There has been a rise in the use of Machine Learning as a Service (MLaaS)
Vision APIs as they offer multiple services including pre-built models and
algorithms, which otherwise take a huge amount of resources if built from
scratch. As these APIs get deployed for high-stakes applications, it's very
important that they are robust to different manipulations. Recent works have
only focused on typical adversarial attacks when evaluating the robustness of
vision APIs. We propose two new aspects of adversarial image generation methods
and evaluate them on the robustness of Google Cloud Vision API's optical
character recognition service and object detection APIs deployed in real-world
settings such as sightengine.com, picpurify.com, Google Cloud Vision API, and
Microsoft Azure's Computer Vision API. Specifically, we go beyond the
conventional small-noise adversarial attacks and introduce secret embedding and
transparent adversarial examples as a simpler way to evaluate robustness.

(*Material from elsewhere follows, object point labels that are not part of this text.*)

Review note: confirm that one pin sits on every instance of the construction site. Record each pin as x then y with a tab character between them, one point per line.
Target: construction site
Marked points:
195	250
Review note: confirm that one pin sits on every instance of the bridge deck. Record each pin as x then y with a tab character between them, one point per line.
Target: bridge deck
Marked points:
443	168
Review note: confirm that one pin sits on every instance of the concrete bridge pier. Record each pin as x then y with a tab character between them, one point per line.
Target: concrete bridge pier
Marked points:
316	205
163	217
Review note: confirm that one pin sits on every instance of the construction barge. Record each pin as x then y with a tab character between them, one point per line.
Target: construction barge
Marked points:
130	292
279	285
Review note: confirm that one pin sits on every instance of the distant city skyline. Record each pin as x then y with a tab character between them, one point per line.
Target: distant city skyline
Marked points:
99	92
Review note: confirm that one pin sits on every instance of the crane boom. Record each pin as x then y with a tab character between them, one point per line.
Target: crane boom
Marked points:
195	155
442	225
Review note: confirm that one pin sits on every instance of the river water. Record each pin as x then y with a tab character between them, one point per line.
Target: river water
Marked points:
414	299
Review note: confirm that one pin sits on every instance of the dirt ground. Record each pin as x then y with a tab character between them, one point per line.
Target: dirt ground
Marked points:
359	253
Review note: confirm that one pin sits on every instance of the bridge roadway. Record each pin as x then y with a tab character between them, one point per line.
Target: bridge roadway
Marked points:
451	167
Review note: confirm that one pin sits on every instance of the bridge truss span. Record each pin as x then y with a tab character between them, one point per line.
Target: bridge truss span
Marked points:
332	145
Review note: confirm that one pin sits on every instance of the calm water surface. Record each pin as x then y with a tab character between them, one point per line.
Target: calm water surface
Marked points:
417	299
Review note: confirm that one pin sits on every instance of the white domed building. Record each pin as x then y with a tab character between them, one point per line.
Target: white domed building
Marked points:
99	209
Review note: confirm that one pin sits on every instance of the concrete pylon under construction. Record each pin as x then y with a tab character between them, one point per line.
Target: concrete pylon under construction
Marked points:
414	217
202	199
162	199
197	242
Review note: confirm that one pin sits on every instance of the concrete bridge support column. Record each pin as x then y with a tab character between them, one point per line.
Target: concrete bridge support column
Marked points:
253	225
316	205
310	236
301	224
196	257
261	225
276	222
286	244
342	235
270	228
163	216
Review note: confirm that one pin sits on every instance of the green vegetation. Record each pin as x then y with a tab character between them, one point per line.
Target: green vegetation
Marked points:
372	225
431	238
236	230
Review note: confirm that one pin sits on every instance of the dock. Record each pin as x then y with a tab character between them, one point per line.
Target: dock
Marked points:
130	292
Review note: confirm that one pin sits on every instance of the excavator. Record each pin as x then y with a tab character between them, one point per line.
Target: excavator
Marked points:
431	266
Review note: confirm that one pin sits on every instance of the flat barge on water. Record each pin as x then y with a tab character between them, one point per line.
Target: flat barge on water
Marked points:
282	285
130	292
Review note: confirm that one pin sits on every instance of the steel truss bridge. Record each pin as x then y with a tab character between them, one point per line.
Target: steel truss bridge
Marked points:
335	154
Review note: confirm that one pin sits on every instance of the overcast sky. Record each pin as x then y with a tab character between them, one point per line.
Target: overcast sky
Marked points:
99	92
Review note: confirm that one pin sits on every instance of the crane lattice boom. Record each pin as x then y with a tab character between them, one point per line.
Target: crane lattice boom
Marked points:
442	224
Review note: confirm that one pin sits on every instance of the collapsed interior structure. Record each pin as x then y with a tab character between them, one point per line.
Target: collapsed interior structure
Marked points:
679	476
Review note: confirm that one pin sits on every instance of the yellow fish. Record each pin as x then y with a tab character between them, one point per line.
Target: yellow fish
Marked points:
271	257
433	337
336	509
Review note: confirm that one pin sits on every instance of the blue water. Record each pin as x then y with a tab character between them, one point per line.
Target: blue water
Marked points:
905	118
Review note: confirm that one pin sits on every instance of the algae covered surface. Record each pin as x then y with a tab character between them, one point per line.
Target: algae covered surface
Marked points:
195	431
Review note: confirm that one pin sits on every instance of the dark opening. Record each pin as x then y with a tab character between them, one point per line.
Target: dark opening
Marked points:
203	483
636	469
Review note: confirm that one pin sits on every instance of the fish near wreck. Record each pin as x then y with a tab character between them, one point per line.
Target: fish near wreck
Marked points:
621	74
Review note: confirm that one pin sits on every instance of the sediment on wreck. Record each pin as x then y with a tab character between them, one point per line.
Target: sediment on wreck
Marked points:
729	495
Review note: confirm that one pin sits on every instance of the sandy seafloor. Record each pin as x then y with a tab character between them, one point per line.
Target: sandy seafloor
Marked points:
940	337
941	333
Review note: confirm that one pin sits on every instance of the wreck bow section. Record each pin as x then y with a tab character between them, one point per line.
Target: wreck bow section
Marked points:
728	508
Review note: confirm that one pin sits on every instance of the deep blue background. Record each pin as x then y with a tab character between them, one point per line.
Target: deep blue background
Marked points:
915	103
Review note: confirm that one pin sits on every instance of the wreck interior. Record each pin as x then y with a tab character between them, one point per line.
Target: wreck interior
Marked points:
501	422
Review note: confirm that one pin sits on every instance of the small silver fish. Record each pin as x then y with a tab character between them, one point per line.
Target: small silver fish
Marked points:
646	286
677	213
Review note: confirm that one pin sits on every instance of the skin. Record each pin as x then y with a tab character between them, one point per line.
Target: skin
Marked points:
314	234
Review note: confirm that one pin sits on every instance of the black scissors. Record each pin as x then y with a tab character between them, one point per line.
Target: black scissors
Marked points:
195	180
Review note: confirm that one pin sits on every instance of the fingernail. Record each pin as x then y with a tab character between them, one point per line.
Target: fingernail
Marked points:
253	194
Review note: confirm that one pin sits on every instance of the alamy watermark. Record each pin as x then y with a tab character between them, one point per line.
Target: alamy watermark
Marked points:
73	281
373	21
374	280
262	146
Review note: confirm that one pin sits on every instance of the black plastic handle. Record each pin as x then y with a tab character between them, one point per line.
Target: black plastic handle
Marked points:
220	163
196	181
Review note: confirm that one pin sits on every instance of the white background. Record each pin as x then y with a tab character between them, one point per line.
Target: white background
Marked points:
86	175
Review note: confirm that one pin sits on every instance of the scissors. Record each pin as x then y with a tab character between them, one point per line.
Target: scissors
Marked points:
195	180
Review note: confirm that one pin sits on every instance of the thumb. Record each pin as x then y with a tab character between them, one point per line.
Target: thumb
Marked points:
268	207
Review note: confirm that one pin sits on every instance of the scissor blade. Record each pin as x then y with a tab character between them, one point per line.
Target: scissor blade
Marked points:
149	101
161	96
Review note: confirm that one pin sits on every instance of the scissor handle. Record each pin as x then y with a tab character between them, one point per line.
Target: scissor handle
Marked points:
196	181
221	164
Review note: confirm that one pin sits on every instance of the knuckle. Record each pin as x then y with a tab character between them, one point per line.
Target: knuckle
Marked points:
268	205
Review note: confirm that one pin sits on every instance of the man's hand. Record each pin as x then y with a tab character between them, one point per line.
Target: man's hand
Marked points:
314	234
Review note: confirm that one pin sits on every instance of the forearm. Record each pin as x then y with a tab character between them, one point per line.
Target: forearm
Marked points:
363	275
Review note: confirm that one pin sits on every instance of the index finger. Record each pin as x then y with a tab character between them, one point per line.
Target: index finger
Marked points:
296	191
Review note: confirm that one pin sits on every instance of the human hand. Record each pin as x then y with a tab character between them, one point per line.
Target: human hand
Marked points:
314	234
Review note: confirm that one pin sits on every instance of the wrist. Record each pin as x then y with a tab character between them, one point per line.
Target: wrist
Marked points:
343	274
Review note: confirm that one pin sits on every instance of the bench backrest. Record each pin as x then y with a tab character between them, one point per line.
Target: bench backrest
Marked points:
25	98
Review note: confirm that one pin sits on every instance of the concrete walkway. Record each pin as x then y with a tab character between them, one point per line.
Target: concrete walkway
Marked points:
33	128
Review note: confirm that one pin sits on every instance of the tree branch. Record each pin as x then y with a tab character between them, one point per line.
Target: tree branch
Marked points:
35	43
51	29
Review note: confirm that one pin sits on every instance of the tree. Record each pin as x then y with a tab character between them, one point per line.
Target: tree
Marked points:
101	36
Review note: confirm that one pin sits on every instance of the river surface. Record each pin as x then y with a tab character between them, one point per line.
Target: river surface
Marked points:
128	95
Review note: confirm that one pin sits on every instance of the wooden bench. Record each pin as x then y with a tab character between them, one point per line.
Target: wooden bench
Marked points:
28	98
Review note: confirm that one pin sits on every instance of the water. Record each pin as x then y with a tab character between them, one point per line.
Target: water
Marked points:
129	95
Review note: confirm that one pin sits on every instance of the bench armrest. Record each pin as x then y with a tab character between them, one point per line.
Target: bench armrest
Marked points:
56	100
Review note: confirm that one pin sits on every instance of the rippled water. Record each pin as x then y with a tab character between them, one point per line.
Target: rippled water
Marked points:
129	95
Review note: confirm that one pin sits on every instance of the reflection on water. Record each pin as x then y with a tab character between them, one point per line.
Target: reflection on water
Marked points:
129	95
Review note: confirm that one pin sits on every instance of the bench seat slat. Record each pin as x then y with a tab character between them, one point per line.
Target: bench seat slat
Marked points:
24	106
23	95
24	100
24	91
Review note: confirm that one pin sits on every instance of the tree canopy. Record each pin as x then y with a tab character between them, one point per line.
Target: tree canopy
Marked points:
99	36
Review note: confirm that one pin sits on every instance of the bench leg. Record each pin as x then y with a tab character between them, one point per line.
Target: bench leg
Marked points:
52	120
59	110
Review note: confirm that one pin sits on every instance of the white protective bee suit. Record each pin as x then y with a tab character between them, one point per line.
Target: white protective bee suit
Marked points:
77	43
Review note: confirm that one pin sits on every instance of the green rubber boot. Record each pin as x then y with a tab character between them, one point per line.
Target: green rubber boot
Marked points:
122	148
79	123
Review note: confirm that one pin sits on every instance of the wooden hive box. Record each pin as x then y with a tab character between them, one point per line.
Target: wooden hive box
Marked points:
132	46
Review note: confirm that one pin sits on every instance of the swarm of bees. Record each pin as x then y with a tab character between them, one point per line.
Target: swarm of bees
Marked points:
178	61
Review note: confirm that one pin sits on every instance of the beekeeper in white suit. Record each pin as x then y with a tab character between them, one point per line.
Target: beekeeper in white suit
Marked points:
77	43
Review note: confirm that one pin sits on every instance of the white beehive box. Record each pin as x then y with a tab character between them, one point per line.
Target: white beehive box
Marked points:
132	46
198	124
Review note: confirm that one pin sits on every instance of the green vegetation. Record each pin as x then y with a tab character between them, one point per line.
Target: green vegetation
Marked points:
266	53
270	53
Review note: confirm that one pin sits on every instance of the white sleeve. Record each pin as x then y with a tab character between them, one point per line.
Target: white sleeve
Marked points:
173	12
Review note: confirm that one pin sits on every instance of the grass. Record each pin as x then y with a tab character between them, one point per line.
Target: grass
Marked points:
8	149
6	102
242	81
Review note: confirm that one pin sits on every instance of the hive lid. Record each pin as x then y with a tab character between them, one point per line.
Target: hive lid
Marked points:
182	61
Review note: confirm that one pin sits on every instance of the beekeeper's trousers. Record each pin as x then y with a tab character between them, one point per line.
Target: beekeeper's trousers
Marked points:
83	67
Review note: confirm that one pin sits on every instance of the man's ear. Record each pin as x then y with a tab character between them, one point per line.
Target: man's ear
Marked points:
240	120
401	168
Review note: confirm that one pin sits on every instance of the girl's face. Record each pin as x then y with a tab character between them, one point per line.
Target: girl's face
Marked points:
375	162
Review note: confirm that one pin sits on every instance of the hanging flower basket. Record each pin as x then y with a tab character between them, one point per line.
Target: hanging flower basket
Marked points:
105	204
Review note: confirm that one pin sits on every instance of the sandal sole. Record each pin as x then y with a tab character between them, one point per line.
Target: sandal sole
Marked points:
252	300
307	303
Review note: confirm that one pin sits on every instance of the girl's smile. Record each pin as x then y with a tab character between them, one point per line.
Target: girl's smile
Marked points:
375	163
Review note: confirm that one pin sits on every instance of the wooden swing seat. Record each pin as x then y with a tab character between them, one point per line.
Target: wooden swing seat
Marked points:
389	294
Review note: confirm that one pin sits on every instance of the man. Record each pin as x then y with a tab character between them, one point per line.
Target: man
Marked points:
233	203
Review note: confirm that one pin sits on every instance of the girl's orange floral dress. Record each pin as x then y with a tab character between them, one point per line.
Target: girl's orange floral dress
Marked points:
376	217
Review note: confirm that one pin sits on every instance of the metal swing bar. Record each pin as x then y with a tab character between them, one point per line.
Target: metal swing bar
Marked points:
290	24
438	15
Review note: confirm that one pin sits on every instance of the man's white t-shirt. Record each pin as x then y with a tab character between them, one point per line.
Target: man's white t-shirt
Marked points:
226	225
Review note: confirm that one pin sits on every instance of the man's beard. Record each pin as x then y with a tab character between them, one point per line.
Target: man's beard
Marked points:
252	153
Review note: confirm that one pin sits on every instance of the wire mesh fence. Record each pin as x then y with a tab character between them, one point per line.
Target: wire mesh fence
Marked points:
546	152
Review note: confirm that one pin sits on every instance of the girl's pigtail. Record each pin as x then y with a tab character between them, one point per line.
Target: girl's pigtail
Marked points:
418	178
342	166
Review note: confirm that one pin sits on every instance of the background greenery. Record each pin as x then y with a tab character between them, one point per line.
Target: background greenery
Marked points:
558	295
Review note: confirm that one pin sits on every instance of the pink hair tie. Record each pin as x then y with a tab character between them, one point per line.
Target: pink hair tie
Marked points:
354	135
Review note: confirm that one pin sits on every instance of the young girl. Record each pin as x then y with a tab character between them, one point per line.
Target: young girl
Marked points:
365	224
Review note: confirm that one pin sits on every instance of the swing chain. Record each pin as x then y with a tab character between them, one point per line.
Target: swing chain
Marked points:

These
methods are so straightforward that even non-specialists can craft such
attacks. As a result, they pose a serious threat where APIs are used for
high-stakes applications. Our transparent adversarial examples successfully
evade state-of-the art object detections APIs such as Azure Cloud Vision
(attack success rate 52%) and Google Cloud Vision (attack success rate 36%).
90% of the images have a secret embedded text that successfully fools the
vision of time-limited humans but is detected by Google Cloud Vision API's
optical character recognition. Complementing to current research, our results
provide simple but unconventional methods on robustness evaluation.